Wife is upset that Husband flipped out and isn't supportive. Husband thinks she should get over it because the suddenness of the purchase stunned him, and his feelings matter in this circumstance.
Wife makes a great income at a firm where proper business attire is taken seriously. Family can afford the purchase. It's the perceived lack of foresight that bothers Husband. What are your words of wisdom?
Carolyn: I can't think of anything that justifies the husband's flipping out. If there were money stresses, okay, but without them, I've got nutt'n. For an emergency-shopping high-income office worker in a major city, $250 a suit is quite frugal.
If your account is accurate, then his next move is to apologize profusely for the mind-loss and either (a) express mystification at cause of outburst, or (b) express true underlying cause of outburst — stress at work, hidden gambling debts, child care anxieties, general uptightness, whatever.
Anonymous: Is it possible this was the 1,000th time Wife has dealt with an "emergency" that need not have been an emergency? Maybe Wife has been chronically flaky, and this was just the last straw. This doesn't excuse Husband's flip-out, much less his demand that she plan her clothing purchases better, but it might explain it.
Carolyn: Chronic flakiness is certainly a viable possibility — but I would file it under "true underlying cause of outburst." Thanks.
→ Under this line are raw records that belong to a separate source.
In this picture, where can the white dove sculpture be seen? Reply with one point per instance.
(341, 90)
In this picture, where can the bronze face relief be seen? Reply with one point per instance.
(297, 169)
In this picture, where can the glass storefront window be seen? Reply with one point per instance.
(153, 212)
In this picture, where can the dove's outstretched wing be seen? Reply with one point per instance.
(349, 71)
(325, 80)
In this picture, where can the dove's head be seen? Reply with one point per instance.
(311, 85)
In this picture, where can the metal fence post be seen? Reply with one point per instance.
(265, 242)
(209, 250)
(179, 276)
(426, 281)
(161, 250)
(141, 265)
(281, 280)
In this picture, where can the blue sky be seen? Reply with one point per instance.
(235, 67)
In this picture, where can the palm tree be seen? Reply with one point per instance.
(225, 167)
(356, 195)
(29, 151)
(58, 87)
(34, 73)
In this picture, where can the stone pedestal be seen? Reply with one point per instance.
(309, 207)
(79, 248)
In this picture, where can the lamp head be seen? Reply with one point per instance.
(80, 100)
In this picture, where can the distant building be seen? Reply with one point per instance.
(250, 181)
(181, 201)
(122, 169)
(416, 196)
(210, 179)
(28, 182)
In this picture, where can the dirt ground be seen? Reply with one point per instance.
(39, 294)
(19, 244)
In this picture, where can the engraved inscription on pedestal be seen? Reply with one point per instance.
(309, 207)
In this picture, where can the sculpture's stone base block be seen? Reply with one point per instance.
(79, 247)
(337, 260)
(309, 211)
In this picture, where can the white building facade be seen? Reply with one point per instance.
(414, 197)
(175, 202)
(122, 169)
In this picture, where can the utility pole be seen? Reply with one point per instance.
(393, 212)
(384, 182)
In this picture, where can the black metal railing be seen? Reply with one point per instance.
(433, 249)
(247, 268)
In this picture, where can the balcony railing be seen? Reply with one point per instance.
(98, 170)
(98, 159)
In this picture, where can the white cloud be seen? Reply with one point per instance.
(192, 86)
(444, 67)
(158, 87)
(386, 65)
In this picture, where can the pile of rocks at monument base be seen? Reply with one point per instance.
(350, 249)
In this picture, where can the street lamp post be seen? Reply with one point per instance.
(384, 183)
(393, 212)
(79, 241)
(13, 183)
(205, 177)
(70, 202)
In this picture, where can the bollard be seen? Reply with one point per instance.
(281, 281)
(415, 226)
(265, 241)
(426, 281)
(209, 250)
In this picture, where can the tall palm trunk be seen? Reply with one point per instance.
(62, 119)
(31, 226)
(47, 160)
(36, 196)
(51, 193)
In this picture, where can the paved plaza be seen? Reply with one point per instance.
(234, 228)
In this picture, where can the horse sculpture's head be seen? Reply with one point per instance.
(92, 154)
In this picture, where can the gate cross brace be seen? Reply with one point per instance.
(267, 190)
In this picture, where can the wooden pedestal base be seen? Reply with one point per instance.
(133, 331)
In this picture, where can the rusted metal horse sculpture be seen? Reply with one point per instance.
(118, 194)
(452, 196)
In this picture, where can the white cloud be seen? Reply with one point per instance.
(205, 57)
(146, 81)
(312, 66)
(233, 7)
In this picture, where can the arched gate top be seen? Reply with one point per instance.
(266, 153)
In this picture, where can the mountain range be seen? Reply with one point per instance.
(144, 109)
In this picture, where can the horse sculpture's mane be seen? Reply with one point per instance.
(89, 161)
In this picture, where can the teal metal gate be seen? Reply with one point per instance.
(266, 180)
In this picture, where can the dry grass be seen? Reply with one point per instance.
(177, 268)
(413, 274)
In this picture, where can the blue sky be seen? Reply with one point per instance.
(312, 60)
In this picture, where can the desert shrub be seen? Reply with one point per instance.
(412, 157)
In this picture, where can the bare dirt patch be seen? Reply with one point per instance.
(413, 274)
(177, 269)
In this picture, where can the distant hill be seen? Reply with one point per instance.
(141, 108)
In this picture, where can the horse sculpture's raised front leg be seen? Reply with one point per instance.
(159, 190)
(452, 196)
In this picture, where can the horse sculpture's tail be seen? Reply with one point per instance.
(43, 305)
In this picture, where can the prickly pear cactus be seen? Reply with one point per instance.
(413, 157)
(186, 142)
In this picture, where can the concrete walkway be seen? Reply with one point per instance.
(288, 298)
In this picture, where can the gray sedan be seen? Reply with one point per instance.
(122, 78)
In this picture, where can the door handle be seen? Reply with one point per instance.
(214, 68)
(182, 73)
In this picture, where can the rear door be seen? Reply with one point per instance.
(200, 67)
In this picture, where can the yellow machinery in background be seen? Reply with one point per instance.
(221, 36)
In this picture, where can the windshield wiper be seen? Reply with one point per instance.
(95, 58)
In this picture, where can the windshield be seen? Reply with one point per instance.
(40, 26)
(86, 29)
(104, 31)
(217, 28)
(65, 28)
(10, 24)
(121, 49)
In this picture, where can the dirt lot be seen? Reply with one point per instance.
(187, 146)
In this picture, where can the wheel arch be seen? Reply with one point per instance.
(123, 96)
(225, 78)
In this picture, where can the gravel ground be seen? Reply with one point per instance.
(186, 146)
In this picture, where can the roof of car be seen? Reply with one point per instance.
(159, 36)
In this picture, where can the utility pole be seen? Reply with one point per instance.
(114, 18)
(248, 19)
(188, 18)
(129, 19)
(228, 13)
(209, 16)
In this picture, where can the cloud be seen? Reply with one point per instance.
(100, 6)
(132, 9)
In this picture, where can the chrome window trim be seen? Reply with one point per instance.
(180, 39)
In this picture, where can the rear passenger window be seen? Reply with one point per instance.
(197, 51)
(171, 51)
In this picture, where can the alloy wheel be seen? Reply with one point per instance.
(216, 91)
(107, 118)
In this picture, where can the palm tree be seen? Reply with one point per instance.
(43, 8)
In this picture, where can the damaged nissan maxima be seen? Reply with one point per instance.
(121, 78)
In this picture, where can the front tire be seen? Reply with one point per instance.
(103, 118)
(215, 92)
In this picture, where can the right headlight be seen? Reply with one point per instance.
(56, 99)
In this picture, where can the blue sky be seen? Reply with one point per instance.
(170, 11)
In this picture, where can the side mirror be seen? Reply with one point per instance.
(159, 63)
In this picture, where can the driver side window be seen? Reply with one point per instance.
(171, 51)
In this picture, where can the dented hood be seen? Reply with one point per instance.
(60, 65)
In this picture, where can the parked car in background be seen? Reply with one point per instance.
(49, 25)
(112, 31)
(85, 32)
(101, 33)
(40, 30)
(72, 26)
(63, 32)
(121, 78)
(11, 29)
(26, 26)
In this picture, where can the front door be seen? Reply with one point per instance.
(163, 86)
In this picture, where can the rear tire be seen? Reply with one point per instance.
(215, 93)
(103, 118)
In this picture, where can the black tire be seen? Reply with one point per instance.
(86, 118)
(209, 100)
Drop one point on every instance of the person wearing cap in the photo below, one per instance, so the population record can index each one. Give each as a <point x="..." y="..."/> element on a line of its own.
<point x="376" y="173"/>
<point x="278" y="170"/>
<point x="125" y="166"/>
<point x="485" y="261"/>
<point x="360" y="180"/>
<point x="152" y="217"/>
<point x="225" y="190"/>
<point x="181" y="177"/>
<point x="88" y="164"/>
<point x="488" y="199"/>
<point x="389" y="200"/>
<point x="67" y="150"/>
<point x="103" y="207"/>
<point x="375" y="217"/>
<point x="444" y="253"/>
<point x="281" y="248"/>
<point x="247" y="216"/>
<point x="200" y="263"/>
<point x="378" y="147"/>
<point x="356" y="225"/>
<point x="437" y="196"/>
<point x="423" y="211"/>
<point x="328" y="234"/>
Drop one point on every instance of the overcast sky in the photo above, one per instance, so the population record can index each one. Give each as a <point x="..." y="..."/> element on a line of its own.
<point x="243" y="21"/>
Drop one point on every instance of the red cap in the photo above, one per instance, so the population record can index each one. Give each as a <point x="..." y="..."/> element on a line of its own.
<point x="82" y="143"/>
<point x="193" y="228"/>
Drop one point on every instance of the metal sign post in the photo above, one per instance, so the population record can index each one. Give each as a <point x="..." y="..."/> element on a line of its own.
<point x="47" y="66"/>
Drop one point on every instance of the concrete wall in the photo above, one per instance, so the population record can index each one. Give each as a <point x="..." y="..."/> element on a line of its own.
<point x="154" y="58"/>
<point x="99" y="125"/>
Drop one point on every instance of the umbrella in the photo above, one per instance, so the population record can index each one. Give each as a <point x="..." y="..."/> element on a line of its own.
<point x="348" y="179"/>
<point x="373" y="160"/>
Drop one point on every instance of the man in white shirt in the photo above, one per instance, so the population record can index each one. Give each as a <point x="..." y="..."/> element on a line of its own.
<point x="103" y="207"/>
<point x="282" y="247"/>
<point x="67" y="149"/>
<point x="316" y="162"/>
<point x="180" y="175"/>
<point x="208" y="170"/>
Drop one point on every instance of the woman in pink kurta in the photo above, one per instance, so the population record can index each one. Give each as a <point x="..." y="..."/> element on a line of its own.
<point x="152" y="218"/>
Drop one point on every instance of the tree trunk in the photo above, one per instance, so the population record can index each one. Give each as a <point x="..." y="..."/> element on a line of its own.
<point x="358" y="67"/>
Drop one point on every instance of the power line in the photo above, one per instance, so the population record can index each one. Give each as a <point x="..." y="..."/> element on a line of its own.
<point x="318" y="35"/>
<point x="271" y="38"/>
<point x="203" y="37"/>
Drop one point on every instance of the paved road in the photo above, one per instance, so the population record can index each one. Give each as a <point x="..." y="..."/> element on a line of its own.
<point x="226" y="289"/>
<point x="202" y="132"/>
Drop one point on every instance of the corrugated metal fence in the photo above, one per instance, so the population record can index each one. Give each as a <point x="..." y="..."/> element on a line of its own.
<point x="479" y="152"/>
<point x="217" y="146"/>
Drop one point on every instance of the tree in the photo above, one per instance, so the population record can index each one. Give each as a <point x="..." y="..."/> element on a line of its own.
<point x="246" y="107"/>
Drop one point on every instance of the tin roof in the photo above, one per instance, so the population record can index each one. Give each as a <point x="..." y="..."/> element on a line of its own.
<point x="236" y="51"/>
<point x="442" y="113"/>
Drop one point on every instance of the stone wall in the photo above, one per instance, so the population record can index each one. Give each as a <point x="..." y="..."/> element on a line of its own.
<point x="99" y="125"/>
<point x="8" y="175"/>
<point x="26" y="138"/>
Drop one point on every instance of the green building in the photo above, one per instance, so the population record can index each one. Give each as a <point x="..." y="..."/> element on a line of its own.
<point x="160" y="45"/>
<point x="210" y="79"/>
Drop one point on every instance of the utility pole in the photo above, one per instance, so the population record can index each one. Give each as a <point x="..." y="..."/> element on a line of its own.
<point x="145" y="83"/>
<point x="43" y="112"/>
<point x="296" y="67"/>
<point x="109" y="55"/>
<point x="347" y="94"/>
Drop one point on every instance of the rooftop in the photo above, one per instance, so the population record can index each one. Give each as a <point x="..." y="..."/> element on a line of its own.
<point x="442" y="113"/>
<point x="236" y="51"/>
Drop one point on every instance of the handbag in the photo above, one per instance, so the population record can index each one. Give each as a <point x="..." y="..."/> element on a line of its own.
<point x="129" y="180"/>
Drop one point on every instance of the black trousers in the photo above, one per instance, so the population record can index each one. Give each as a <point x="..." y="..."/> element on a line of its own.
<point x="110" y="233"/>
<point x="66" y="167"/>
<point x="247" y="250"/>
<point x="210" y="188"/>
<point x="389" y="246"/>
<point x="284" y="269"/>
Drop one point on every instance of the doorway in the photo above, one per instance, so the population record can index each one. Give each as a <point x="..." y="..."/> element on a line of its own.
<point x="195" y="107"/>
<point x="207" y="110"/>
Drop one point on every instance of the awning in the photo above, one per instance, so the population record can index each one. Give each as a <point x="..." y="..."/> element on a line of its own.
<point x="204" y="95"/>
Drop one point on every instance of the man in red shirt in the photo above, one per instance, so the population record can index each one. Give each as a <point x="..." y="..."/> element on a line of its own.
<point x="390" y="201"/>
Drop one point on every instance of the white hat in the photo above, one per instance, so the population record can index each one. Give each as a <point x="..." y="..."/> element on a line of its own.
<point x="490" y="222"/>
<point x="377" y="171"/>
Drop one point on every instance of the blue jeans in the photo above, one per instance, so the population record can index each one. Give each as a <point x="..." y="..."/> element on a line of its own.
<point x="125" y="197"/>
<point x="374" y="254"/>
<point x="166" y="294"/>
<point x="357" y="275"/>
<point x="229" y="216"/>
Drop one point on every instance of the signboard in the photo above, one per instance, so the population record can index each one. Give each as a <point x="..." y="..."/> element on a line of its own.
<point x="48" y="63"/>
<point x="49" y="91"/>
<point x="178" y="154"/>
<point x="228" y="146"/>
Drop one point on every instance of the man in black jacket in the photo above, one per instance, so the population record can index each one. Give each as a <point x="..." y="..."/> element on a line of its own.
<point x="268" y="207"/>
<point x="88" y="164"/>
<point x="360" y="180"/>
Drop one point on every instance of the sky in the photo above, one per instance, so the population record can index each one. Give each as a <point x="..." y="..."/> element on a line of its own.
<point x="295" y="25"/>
Anonymous 2: Here's a husband's perspective: Perhaps he manages the family's finances and monthly budget. If so, an unexpected, large expense can actually be a problem, even if you have money. We keep hardly any money in our checking accounts — just enough to pay our monthly bills and such. The rest is kept in savings and money-market accounts. If my wife were to just go off and write a large check, we could easily end up overdrawn. It has happened more than once.
I've repeatedly told my wife to LET ME KNOW if she needs to write a large check, so that I can be sure we cover it. But very often she doesn't do that, which has caused more than one argument. I can easily imagine being the husband in today's post where the 1,500th time it happened he just lost it out of frustration.
And for what it's worth — I've encouraged my wife to take a more active role in our finances, but she always comes back to wanting me to do it.
Carolyn: Again, I would file this under "true underlying cause of outburst" — and I'd put a copy in "anachronisms." Writing a check!
Plus, Husband was "stunned," not overdrawn.
We can't seem to get around this: The only outburst-worthy problems are chronic ones, which are solved by transparency, not by punitive knee-jerk reactions.